Name: Welsh grandmother.
Age: hard to say.
Appearance: possibly Welsh-looking.
Whose Welsh grandmother are we talking about? We don’t know. But we do know people have been searching for her all week.
Where? Downtown Cardiff? The Brecon Beacons? Snowdonia? On Google.
Is she all right? She appears to be a matter of conjecture. Google searches for “Welsh grandmother” hit their highest level ever last Friday.
Why? The spike coincided with Wales’s stunning victory over Belgium in the Euro 16 tournament, courtesy of England fans suddenly keen to claim a bit of Welsh ancestry.
I see. Wait, what? England suffered a humiliating exit from the tournament, while Wales have reached their first ever Euro semifinal. Fickle fans are jumping on the bandwagon.
How could somebody not know whether their own grandmother was Welsh? Maybe she died before anyone could ask her.
Even so, it makes no sense. Why would Google know if you had a Welsh grandmother or not? Google knows many things.
But searching for “Welsh grandmother” won’t get you anywhere, unless you want to know how to say grandmother in Welsh. They say “nain” in the north and “mam-gu” in the south.
When I type “Welsh” into Google, I’m offered “corgi”, “flag” and “rarebit”. No grandmother. Yes, but by the time you get to “Welsh g …”

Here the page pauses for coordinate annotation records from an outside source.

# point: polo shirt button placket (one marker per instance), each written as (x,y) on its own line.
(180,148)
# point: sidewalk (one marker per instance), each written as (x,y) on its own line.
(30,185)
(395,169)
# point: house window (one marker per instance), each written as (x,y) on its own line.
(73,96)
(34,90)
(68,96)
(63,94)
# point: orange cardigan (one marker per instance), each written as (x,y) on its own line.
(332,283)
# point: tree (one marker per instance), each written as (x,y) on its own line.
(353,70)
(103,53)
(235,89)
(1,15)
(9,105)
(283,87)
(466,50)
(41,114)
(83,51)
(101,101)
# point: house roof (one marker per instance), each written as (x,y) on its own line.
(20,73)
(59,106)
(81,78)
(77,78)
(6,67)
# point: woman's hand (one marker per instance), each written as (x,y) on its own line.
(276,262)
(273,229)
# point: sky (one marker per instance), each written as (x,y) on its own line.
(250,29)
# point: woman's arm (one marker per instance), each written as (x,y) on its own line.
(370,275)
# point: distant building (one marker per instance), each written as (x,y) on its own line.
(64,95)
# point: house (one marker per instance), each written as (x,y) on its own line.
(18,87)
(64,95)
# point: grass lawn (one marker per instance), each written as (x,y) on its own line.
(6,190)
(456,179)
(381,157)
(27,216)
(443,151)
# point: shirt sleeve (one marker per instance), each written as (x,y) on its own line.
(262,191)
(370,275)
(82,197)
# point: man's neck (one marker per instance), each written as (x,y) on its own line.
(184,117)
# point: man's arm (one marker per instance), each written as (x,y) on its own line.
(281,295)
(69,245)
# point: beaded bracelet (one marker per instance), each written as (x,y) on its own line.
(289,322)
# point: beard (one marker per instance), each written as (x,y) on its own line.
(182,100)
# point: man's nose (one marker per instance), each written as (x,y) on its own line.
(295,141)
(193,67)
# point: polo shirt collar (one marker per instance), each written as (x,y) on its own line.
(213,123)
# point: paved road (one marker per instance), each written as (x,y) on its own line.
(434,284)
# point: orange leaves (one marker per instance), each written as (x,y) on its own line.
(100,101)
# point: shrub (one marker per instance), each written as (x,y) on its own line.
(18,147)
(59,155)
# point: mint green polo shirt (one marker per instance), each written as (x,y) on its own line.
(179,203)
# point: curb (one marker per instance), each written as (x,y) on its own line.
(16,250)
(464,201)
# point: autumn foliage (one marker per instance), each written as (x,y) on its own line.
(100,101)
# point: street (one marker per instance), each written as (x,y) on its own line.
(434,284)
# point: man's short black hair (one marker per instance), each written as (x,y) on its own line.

“Government”, “girls’ names”, “gold”, “guards”. OK, but surely when you type “Welsh grand …”
“Grand national”. Why are you trying to rubbish this cute story? What’s wrong with people loving football, and their nains?
Exactly how many people performed this idiotic inquiry on Friday? Searches reportedly rose fivefold between kick-off and the final whistle.
Yes, but how many is that? According to Google Adwords, searches for “Welsh grandmother” average about 50 a month – not quite two per day. It comes at a time, however, when nobody seems to want to be the nationality they are. Thousands of Britons have been investigating their ancestry in hopes of applying for Irish or other EU passports in the wake of the Brexit vote.
Not Welsh, though. No, there is no Welsh passport. This is just about football.
Do say: “Good luck against Portugal on Wednesday!”
Don’t say: “You’re not my real nain, but if you drop by the pub at half time, there’s a tenner in it for you.”